No domingo (8), a mesa de jacarandá foi um dos alvos da sanha dos manifestantes golpistas que invadiram prédios públicos em Brasília. O grupo que chegou ao terceiro andar do Palácio do Planalto estraçalhou o tampo do móvel, uma lâmina de cristal, que não resistiu aos golpes da turba e ficou em pedaços. Um cassetete foi encontrado sobre o tampo. Os pés e a base, em linhas retas, suportaram o ataque. 

Fernando Mendes, presidente do Instituto Sergio Rodrigues, cuja responsabilidade é preservar o legado do artista, identificou nas imagens da invasão outras peças de mobiliário do designer carioca atacadas pelos vândalos. Entre elas, exemplares da cadeiras Kiko, criada originalmente para o Itamaraty em 1964, e Tião, criada em 1959; além de uma mesa Gordon, peças de valor, segundo Mendes, inestimável, assim como a mesa de jacarandá. Numa galeria ou antiquário, uma cadeira como a Kiko pode chegar a custar 12 mil reais. A essa lista de móveis atacados se soma a mesa de trabalho de Juscelino Kubitschek, desenhada, por sua vez, por Oscar Niemeyer e Anna Maria. Niemeyer. Ela foi usada na invasão como barricada pelos terroristas. 

Mendes, primo do designer, lembra que a mesa de jacarandá deu origem a outras peças. “Mais tarde, o Sergio criou a versão baixa para ser utilizada como mesa de centro, mantendo a concepção original da caixa para expor documentos ou objetos sob o tampo de vidro”, explica Mendes.

 

O Supremo Tribunal Federal não divulgou até o momento a lista de seus  bens avariados. Pelos vídeos, porém, vê-se que foram arrancadas as poltronas do plenário da Corte. Trata-se de peças desenhadas pelo polonês naturalizado brasileiro Jorge Zalszupin (1922-2020). Essas poltronas são uma adaptação do modelo Ambassador, criado nos anos 1960 por Zalszupin. “Originalmente, ela tinha um espaldar mais baixo. Foi vendida para escritórios comuns, que não tinham a ver com ministros”, explica Verônica Zalszupin, filha e gestora do acervo do artista. Para abrigar os ministros do Supremo, foram criadas cadeiras mais robustas. “Eu lembro de quando ele ganhou a concorrência para esses móveis destinados ao Supremo. Ficou extremamente feliz. Mas não chegamos a ver as poltronas instaladas na sala do plenário do STF.”

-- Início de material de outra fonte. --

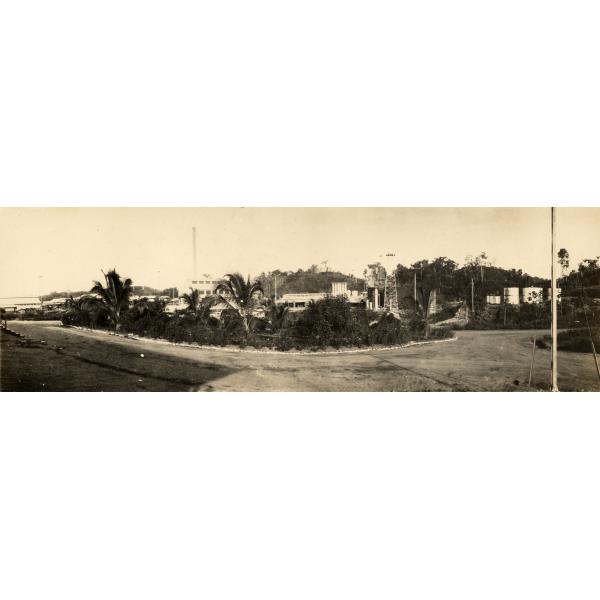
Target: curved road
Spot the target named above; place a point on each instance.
(55, 358)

Não é a primeira vez que o móvel ganha destaque. No julgamento do mensalão, as grandalhonas de cor mostarda, opulentas e sóbrias ao mesmo tempo, também foram contempladas na cobertura. Verônica diz que nos últimos anos tem tentado divulgar o trabalho do pai, mas a demanda por informações não é tão grande como agora. Ironicamente, com os ataques, a obra de Zalszupin recebeu mais atenção dos jornalistas. “É muito triste perceber que a mídia nos procura mais quando está tudo em ruínas, quando as coisas explodem. Por outro lado, fiquei feliz de as pessoas perceberem que a poltrona é um bem cultural.” Entre os planos da filha de Zalszupin está o de catalogar toda a produção do pai em Brasília e em outras cidades brasileiras.